Penghujung Musim Dingin.

Sandekala mulai turun bersamaan dengan suhu. Awan mendung yang dari tadi bermalasan di langit mulai menjatuhkan bebannya. Ribuan tetes air menyiram tanah gersang yang porak poranda, terlihat dengan jelas terjadi peperangan di sana. Lubang bekas peluru yang meluncur dari senapan meninggalkan jejaknya di puing bangunan. Rekahan tanah yang tercipta dari hantaman bola panas terlihat sejauh mata memandang. Hampir tidak ada pohon yang berdiri, hanya ada dua-tiga batang ringkih yang menjadi saksi pertarungan brutal.

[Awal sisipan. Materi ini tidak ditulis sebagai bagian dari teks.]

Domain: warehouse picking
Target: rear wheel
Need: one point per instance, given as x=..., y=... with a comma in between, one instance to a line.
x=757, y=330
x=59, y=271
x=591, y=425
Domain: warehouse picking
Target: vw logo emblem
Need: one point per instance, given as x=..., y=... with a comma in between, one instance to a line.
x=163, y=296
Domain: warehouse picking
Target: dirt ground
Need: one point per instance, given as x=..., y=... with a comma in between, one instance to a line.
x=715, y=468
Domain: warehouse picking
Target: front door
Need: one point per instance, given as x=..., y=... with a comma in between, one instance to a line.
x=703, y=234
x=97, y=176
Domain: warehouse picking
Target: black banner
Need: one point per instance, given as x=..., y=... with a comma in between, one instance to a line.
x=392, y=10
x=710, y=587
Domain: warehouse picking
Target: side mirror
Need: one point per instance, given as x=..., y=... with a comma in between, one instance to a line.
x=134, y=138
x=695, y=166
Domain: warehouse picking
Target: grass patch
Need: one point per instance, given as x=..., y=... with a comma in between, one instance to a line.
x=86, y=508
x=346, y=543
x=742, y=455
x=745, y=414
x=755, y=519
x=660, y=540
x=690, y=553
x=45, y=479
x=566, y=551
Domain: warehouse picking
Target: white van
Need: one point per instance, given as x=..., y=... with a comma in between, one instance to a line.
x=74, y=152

Di tengah kekacauan yang sudah menyapa kegelapan, puluhan cahaya api muncul. Berjejeran dalam diam, menunggu aba-aba untuk menyerang. Derasnya hujan tidak menyurutkan niat menghentikan rencana yang sudah ada.

Dalam keadaan tenang itu, angin tiba-tiba berhembus kencang, terlalu kuat. Bersamaaan dengan badai yang muncul, teriakan kesakitan menggema tanpa aba-aba. Tidak ada suara senapan atau meriam. Bahkan tidak berlebihan kalau disebut tanpa suara.

Kericuhan terjadi begitu laporan lima orang prajurit jatuh kesakitan memegangi perut. Dua puluh lima bersiaga menerima serangan senyap itu.

BUGH

Tiga orang jatuh berdebam, mengerang kesakitan menerima tendangan di kaki.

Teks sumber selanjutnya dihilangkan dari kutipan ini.